There are two things going on here - diagnosis and treatment. The GI doctor sent you to the Rheumatologist to get some testing that will assist with diagnosis. Part of diagnosis is to rule out all other possible conditions, which is what the testing can help do. Treatment of PBC falls under the liver or gastroenterology specialty. Treatment will most likely include a prescription for Ursodiol, diet recommendations, imaging of the liver and bile ducts, and monitoring your blood work. The GI will do that, not the rheummy.

"I really feel like everyone I'm seeing doesn't deal with pbc"

That's OK. Rheumatologists don't generally treat liver diseases, but they can do great testing for antibodies. You are pretty much done with the Rheummy for now. GI docs have varying amounts of experience with liver diseases. Some GIs have several PBC patients, and some don't. Its a rare disease. If they don't have enough experience, they will refer you to a hepatologist or another GI that has more experience with PBC. It is a good idea to ask your GI how much experience they have with PBC patients, and whether you should see a specialist.

"The g.i dr told me i don't need a biopsy cause i had one in March when they removed my gallbladder.. But three rheumatologist says i do need one"

Did the rheumatologists know that you had a recent biopsy? If they didn't read your whole chart, they might have missed that in your history. I wouldn't worry about that because the GI doc is handling the diagnosis, not the rheummy's. If the biopsy is not necessary for him to make the diagnosis, then there might be no point in putting your through that procedure right now. A biopsy used to be a requirement when diagnosing PBC, but the diagnosis procedures have changed a bit - something that your GI would be more familiar with, not rheummy's.

" my g.i dr said high AMA's don't mean i have pbc..but the rheumatologist says it does mean i have it"

Your GI is right. Rheummy's go by the presence of antibodies, but your GI is the one who is more qualified to diagnose you. AMAs alone are not enough to diagnose you with PBC.

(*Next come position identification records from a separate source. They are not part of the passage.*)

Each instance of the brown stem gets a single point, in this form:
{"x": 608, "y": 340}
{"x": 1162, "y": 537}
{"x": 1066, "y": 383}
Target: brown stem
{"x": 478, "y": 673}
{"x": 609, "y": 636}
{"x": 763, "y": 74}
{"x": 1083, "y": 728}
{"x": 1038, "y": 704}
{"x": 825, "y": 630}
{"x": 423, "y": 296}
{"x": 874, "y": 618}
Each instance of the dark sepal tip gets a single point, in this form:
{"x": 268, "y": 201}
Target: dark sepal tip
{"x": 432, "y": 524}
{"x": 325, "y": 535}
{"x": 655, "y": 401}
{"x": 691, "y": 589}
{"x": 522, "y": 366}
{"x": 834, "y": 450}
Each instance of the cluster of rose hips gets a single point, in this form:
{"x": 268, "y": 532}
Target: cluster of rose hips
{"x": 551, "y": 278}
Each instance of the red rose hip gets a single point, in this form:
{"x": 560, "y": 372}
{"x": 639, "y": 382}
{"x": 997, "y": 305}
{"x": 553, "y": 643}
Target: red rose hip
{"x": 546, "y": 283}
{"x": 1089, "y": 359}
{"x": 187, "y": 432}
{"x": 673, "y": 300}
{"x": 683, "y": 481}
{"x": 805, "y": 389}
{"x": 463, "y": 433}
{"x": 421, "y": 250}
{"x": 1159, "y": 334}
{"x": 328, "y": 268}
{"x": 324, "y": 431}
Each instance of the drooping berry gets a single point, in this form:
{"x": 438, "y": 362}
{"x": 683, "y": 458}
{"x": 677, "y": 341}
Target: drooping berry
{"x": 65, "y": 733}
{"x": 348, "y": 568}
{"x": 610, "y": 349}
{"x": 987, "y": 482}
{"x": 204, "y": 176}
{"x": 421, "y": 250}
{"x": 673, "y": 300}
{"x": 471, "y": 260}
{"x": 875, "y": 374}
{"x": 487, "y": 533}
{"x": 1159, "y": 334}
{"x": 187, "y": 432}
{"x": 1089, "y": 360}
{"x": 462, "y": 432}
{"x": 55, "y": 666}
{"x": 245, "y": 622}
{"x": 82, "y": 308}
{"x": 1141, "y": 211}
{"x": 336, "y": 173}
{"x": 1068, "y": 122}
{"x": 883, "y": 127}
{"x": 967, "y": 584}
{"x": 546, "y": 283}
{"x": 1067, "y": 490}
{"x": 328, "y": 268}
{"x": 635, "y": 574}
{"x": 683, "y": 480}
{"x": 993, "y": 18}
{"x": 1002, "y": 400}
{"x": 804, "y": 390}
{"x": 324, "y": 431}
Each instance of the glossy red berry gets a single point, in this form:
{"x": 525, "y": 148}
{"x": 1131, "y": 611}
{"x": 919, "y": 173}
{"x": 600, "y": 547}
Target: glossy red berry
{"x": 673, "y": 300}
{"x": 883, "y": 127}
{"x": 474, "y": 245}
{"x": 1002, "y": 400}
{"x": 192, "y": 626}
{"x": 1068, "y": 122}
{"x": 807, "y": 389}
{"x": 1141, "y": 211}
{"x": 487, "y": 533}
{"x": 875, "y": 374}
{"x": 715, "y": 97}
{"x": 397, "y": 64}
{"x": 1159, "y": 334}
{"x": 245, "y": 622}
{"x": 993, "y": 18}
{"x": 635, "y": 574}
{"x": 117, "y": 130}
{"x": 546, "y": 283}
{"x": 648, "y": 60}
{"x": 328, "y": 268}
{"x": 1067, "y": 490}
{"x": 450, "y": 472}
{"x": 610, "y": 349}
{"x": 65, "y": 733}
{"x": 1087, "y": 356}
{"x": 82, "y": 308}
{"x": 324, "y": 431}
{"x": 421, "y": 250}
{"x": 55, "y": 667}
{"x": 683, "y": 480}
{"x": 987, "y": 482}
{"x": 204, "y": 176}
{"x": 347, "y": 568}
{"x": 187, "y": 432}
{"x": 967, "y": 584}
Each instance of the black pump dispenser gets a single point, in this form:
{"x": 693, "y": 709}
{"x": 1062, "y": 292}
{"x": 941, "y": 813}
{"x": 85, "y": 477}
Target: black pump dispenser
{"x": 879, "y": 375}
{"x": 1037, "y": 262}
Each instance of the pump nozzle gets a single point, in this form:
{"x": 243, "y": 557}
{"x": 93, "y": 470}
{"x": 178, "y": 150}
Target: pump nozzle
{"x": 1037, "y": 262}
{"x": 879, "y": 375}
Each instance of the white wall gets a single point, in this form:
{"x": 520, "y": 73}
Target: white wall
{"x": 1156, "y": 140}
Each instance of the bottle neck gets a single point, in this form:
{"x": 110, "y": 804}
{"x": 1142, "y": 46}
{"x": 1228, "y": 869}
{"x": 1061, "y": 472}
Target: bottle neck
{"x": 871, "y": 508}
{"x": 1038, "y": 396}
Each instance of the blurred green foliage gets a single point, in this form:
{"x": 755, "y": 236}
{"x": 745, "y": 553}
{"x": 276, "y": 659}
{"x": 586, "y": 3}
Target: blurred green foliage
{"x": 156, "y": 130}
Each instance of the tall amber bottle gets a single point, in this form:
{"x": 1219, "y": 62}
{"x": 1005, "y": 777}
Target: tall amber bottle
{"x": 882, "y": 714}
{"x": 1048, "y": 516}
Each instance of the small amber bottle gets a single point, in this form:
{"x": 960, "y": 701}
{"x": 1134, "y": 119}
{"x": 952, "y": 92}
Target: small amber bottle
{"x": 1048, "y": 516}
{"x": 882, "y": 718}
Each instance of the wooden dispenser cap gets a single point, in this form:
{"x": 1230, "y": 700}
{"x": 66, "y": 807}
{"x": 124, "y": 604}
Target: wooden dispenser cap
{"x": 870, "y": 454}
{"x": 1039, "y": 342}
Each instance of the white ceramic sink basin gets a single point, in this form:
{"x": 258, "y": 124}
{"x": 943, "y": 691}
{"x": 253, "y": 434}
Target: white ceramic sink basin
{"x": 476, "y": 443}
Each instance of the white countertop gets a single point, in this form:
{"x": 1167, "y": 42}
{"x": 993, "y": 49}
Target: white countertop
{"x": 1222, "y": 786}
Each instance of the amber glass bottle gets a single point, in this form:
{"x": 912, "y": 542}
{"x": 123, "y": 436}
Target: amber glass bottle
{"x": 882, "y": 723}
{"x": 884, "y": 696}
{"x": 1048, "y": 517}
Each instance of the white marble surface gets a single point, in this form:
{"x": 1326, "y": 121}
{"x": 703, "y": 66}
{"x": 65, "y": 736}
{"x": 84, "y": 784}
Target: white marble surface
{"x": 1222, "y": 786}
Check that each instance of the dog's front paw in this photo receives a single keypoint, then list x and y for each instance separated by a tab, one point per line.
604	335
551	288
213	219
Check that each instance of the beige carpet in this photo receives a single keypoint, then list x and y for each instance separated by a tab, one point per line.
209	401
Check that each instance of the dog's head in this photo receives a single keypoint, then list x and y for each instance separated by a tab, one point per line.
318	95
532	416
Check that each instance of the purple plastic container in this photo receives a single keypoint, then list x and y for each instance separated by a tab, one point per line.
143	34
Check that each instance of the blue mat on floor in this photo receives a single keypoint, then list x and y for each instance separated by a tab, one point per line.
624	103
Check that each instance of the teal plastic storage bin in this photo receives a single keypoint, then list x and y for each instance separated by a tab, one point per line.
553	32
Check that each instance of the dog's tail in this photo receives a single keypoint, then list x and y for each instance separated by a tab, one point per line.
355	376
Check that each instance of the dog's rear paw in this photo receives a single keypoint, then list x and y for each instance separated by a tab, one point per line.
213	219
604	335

So, the bottom line is that your GI is your main doctor. The Rheumatologists were only asked to do blood tests and send the report to the GI. They might be able to help you with fibromyalgia, but PBC doesn't really fall into their specialty. I appreciate that they are trying to answer your questions, but they are not as involved and familiar with your case as the GI is. I believe your GI is doing a very thorough job. Most docs would not take the extra precaution of sending you for specialty blood work like that. Its confusing, but you have us here on the forum and you appear to be in good hands so far with your GI.